The halogens react with metals to produce salts (the word 'halogen' means 'salt former'). For example, chlorine reacts with sodium:
sodium + chlorine → sodium chloride
2Na(s) + Cl2(g) → 2NaCl(s)
Sodium and chlorine react vigorously when heated, giving an orange flame and clouds of white sodium chloride.
The halogens become less reactive going down group 7. The reaction of sodium with fluorine will be more vigorous than the reaction between sodium and chlorine.
Write a balanced equation for the reaction of potassium with bromine to produce solid potassium bromide, KBr. Include state symbols.
2K(s) + Br2(l) → 2KBr(s)
The halogens also react with other metals, such as iron.

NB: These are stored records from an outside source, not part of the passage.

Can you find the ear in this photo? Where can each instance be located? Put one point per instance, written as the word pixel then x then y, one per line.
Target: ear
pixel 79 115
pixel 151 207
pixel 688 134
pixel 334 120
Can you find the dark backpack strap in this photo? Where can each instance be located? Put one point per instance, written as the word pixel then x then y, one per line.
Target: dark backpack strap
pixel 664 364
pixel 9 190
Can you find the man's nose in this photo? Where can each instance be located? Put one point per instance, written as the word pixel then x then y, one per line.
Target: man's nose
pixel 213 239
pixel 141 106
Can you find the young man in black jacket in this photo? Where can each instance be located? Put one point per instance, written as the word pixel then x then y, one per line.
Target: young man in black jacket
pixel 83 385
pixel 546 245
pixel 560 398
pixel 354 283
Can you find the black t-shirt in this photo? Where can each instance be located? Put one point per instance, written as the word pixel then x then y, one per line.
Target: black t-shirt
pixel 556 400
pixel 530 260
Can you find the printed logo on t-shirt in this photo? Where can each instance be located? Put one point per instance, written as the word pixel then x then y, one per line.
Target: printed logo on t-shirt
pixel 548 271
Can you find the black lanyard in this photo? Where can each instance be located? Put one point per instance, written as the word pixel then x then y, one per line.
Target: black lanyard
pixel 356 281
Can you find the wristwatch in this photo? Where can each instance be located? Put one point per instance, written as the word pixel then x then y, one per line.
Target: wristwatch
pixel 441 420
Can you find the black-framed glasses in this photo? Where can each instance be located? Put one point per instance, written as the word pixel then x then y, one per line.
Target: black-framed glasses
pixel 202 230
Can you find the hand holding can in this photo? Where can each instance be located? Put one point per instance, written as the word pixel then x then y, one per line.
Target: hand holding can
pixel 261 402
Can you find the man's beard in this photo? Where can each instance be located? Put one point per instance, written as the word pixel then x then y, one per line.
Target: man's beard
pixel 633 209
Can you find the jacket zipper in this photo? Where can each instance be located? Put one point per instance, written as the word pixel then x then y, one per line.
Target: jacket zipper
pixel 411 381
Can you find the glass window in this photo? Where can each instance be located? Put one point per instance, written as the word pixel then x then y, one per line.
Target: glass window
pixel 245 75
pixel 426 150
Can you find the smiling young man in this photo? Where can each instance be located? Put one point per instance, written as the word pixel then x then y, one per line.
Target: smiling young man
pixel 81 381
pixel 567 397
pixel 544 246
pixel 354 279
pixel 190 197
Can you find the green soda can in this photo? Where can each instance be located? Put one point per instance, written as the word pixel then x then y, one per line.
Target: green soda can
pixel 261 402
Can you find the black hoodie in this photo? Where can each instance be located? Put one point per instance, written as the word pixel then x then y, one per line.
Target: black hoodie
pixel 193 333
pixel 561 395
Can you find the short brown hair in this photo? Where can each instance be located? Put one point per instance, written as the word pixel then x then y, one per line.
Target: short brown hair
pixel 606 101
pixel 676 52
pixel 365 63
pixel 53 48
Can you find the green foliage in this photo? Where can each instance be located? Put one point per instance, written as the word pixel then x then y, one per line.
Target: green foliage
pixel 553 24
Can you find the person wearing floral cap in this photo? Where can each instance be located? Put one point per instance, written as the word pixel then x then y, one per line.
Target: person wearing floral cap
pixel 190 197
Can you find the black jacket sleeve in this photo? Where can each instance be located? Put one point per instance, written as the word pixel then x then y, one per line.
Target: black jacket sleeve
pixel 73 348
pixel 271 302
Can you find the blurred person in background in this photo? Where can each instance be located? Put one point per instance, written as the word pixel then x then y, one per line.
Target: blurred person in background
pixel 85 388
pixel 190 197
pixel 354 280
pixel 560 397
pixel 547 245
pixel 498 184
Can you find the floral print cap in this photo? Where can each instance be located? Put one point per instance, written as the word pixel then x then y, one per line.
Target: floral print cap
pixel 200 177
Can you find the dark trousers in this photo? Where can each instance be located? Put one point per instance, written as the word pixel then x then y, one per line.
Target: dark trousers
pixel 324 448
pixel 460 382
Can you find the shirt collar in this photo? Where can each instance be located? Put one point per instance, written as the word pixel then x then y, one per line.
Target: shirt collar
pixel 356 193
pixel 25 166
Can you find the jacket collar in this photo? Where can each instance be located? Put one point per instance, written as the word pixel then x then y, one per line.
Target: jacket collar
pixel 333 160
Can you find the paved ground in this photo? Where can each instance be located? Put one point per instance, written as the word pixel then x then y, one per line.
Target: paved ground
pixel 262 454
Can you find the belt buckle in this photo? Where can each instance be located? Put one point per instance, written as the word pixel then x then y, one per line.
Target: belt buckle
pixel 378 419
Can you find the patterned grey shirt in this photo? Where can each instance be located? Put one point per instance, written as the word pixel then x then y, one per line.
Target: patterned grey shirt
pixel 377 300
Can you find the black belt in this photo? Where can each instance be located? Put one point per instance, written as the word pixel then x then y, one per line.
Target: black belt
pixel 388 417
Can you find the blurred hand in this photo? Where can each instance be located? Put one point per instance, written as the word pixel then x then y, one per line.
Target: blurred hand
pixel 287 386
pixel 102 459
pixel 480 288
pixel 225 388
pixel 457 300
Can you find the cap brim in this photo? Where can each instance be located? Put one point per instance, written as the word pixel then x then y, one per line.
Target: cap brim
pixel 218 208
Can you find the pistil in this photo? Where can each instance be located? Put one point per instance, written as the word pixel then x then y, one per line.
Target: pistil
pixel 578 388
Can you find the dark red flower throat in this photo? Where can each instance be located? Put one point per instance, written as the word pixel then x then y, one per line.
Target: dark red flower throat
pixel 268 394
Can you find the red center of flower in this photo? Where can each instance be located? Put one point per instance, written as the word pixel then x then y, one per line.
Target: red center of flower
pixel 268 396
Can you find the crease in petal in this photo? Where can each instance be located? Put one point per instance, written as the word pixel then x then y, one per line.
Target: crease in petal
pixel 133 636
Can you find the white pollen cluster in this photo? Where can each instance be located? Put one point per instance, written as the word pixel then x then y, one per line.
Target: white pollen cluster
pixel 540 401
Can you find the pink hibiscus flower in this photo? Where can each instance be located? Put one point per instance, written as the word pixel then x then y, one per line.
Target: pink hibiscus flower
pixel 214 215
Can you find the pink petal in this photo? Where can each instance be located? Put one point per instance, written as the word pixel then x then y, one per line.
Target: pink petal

The table describes what is seen when halogens react with iron wool.
|Fluorine||Cold iron wool burns to produce white iron(III) fluoride|
|Chlorine||Hot iron wool burns vigorously to produce orange-brown iron(III) chloride|
|Bromine||Hot iron wool burns quickly to produce red-brown iron(III) bromide|
|Iodine||Hot iron wool reacts slowly in iodine vapour to produce grey iron(II) iodide|
Write a balanced equation for the reaction of iron with chlorine to produce solid iron(III) chloride, FeCl3. Include state symbols.
2Fe(s) + 3Cl2(g) → 2FeCl3(s)
Damp litmus paper is bleached white when it is placed in chlorine. If damp blue litmus paper is used, the paper turns red then white.